Your rib cage is made up of 12 pairs of ribs. This bony cage protects your organs, like your heart and lungs, and aids in breathing. The ribs connect to your sternum by cartilage. Costochondritis causes this cartilage to become inflamed and painful. Symptoms include:

  • Pain in the anterior (front) chest wall, which worsens with shoulder movement

  • Tenderness where the ribs connect to the sternum

  • Increased pain with coughing and deep breathing 

In many cases, costochondritis happens without a known cause. Sometimes it can be linked to:

  • An Injury, such as a car accident, fall, or blow to the chest

  • Severe bouts of coughing

  • Strenuous lifting or vigorous upper body activity, such as rowing

  • Inflammatory conditions, like rheumatoid arthritis

  • Scoliosis or osteoarthritis of the spine

Costochondritis most often affects people between the ages of 40 and 50, with females having a slightly higher risk than males. 

Because chest pain from costochondritis can mimic serious heart conditions, like a heart attack, it’s always a good idea to see a healthcare professional if you have chest pain of any type. There’s no single test to diagnose costochondritis, so your primary care provider may want to rule out other conditions. 

6 costochondritis exercises

In the early or acute stages of this condition, rest, ice, and nonsteroidal anti-inflammatory drugs (NSAIDs) are beneficial. But once the pain subsides, research suggests that gentle exercises may help. Although more high-quality studies are needed, one small study found that stretching reduced pain in people with costochondritis. A case study found that rib mobilization with specific stretches may be beneficial, along with manual therapy from a physical therapist. 

GoodRx icon
  • A nagging cough can contribute to chest wall pain. Possible causes include post-nasal drip, asthma, and even certain medications. 

  • But it can be tough to determine what’s causing your chest pain. These signs and symptoms should prompt a trip to the ER. 

  • Chest pain in children is a bit different. Learn about five common causes of chest pain in kids.

Experts tend to agree. To help ease symptoms of costochondritis, the American Academy of Physical Medicine and Rehabilitation (AAPM&R) recommends:

Below are six exercises to help relieve pain from costochondritis. Follow these tips for best results:

  • Perform these exercises at least once a day for a minimum of 6 weeks. These exercises should be pain-free. If you feel pain during exercise, stop and rest for a few more days before trying again. 

  • Apply a heating pad for 10 minutes before exercising. This will help relax the muscles and improve blood flow. 

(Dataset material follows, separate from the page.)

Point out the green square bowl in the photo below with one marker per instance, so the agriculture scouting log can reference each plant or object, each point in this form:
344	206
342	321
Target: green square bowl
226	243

  • Use an ice pack for 5 to 10 minutes after exercise to decrease inflammation.

1. Diaphragmatic breathing

Because deep breathing hurts, you may find yourself taking shallow breaths. But this can actually increase muscle tension and worsen chest infections (if present). 

Diaphragmatic breathing has many benefits. It can improve the function of your respiratory muscles, increase blood flow, reduce muscle pain, and even reduce feelings of anxiety. 

  • Step 1: Sit on the edge of a chair with good posture. Avoid slouching.

  • Step 2: Place one hand on your stomach below your rib cage and the other hand on your chest.

  • Step 3: Take a deep breath in through your nose for 4 seconds. Focus on filling your stomach with air. The hand on your stomach should lift as your stomach expands. The hand on your chest will stay relatively still. 

  • Step 4: Exhale or breath out through pursed lips for 4 to 8 seconds. 

  • Step 5: Continue diaphragmatic breathing for 5 minutes.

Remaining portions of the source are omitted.